A giant filament has appeared on the surface of the sun — and NASA's Solar Dynamics Observatory has captured images of the long, dark formation.
Straightened out, the serpentine filament would measure about 1 million miles from end to end, stretching close to halfway around the sun.
Filaments are enormous clouds of plasma suspended above the surface by magnetic field lines. (Though they look dark, it's just because they're backlit by the sun; they're actually the same thing as the bright solar prominences that arch out from the sun's edge.)
These features don't last forever — and when they go, they end in a violent eruption of solar particles.
"That's one of the coolest things about a filament — when it finally lifts off and you'll see these million-mile things just rip off the surface of the sun," said astrophysicist Dean Pesnell, project scientist for the Solar Dynamics Observatory.
These eruptions are called coronal mass ejections. If they're strong enough and speeding straight toward Earth, they cause geomagnetic storms that can damage satellites in orbit. In rarer instances, they can even cause power outages on the ground.
A coronal mass ejection is different from a solar flare, the bright flash when a bit of magnetic field is converted to radiation, including light and heat. (The Solar Dynamics Observatory has released a video of an M-class flare captured in action Thursday.)
Coronal mass ejections do occur by themselves, but many are linked to flares. As a flare flashes and a bit of magnetic field comes undone, this can trigger a nearby filament (or prominence) to erupt as a CME.
Sometimes those flares don't even need to be nearby, Pesnell said.
"A flare will happen on one side of the sun, and a wave will propagate from that flare and hit a prominence on another end of the sun, and disrupt it so much that the filament will erupt," Pesnell said. "Those are the cool ones."

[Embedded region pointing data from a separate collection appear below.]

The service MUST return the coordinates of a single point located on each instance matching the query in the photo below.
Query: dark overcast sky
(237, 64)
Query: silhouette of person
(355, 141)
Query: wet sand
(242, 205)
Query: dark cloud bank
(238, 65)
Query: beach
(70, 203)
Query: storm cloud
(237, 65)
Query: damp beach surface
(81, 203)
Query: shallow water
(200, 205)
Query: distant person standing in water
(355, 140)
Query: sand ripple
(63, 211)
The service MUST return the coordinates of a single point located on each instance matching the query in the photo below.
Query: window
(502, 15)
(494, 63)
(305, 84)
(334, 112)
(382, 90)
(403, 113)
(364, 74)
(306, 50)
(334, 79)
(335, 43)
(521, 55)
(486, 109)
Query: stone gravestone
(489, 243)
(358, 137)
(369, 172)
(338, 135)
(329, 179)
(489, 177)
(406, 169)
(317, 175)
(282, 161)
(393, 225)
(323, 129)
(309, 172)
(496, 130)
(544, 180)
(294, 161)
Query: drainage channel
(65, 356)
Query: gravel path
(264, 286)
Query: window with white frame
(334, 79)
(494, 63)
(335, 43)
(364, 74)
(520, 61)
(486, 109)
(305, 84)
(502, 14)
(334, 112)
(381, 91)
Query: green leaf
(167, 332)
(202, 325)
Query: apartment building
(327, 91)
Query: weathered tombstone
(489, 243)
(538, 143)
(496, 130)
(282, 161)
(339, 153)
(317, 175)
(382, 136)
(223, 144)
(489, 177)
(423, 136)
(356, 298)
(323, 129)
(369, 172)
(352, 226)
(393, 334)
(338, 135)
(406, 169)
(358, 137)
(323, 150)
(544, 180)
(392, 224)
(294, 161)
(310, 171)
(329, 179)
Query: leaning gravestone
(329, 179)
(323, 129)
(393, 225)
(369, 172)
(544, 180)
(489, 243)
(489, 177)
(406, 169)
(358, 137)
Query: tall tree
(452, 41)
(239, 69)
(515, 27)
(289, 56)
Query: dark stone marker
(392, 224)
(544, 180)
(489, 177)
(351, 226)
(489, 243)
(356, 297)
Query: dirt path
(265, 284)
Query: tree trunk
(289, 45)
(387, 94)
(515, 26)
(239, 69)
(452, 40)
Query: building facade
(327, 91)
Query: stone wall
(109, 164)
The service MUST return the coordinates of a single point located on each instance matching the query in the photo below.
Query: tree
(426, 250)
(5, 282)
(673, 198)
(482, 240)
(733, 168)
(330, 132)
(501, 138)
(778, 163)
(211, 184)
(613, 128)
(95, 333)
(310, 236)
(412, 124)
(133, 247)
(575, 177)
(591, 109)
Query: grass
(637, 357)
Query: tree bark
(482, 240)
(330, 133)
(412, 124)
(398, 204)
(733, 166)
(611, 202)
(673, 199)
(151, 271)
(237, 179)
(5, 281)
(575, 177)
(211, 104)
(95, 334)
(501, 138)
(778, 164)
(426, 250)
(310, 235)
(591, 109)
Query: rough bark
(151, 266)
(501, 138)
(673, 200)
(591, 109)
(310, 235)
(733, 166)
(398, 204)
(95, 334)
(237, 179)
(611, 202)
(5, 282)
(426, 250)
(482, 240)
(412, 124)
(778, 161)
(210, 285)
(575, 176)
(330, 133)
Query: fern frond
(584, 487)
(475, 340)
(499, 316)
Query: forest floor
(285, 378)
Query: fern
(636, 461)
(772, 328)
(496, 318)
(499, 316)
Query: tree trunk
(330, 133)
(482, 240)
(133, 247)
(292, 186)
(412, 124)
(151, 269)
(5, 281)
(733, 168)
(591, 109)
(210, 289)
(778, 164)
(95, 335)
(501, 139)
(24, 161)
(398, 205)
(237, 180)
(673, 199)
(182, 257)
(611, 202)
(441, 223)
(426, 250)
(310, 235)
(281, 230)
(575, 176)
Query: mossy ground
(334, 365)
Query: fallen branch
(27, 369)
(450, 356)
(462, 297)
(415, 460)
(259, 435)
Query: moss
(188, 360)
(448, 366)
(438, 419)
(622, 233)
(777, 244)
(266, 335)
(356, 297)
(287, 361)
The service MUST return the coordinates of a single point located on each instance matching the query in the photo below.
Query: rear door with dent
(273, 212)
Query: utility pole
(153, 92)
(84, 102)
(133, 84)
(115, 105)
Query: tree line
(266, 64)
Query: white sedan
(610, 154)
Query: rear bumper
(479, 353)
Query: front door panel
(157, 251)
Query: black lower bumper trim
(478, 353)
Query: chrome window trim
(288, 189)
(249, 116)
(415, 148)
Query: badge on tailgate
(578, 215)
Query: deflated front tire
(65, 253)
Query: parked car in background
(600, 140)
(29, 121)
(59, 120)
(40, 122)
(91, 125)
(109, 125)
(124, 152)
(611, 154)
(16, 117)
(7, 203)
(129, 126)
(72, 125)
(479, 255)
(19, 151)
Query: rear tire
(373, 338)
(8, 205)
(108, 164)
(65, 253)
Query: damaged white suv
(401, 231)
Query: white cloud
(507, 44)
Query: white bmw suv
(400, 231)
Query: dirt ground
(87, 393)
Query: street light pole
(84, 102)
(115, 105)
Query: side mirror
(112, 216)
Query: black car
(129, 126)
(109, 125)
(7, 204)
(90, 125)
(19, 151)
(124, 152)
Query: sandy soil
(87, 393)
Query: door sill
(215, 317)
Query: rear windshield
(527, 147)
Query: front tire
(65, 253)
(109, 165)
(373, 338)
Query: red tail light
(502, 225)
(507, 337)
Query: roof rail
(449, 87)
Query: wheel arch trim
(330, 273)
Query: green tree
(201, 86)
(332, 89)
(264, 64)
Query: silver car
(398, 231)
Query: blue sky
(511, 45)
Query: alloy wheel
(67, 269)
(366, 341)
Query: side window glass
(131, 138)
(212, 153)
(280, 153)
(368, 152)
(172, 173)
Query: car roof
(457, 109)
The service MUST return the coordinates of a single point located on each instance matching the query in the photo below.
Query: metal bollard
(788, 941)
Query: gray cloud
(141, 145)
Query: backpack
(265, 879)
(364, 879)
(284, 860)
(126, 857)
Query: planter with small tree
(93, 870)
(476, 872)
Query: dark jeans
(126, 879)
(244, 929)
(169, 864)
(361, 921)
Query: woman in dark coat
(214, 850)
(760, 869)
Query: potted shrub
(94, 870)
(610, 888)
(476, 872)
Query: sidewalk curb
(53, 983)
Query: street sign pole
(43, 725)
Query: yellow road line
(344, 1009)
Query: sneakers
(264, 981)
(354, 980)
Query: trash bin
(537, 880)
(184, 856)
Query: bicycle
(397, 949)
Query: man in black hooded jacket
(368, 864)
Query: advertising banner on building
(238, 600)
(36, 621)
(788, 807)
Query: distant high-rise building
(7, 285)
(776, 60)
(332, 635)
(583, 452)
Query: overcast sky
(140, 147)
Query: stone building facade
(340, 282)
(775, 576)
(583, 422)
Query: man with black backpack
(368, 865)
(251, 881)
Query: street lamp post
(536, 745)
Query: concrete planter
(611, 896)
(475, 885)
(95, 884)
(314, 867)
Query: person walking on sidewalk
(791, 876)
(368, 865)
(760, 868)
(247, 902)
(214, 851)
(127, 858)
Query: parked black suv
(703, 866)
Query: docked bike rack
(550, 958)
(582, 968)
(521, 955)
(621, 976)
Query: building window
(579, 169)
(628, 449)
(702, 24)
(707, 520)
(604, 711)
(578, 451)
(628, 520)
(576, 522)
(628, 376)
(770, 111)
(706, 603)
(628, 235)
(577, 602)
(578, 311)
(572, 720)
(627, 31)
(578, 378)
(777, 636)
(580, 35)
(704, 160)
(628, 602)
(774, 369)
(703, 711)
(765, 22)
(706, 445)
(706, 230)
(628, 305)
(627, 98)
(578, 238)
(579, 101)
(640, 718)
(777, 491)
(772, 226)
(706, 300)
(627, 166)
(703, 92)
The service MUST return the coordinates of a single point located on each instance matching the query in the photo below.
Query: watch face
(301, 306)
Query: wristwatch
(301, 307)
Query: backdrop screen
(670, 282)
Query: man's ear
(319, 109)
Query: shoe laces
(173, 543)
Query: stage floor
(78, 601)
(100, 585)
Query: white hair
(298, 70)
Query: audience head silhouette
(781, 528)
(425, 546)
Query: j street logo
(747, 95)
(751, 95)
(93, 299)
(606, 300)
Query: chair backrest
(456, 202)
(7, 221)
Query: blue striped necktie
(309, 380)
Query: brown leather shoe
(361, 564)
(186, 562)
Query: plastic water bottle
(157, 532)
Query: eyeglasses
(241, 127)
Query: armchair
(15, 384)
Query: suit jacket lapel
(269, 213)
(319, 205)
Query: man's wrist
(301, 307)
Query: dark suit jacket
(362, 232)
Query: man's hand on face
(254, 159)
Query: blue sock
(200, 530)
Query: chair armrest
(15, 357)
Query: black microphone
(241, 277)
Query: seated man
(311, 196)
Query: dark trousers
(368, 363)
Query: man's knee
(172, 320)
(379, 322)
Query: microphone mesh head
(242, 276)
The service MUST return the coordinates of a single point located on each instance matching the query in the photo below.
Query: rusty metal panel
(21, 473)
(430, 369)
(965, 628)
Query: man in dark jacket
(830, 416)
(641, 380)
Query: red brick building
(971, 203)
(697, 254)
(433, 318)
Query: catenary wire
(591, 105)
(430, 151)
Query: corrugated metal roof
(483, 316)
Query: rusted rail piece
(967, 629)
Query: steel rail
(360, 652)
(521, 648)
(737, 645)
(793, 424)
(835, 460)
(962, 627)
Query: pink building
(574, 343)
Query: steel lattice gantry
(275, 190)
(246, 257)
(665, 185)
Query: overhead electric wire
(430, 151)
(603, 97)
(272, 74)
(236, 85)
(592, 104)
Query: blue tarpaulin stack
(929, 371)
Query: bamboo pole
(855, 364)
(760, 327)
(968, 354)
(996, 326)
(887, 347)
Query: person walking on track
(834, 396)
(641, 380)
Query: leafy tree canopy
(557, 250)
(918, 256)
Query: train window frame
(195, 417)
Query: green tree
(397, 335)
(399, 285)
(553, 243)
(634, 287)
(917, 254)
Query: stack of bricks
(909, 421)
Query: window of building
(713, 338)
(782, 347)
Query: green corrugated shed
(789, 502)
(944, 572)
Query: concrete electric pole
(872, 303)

The sun's dynamics are so complex that exactly when and why these filaments erupt so dramatically from the surface remains something of a mystery.
"We'd love to understand that — and we're getting better at it," Pesnell said. "[We've gone] from 16 theories to about nine. So we're making progress."
Such filaments can hover above the sun's surface for weeks, Pesnell said. That's especially true now, given that the sun is starting to wind down from the solar maximum in its 11-year cycle.
"The sun is going to go bland again," Pesnell said.
A quieter sun means those filaments can persist for longer, undisturbed.
"Until that magnetic field is destabilized, they'll just hang out," Pesnell said.
This filament has been around for about a month, Pesnell said, and it's unlikely it will reach the two-month mark. When it does finally go, it'll provide the researchers with a stunning coronal mass ejection.
"It'll be a nice CME," Pesnell said. "It'll start at one end, and the whole thing will just lift off."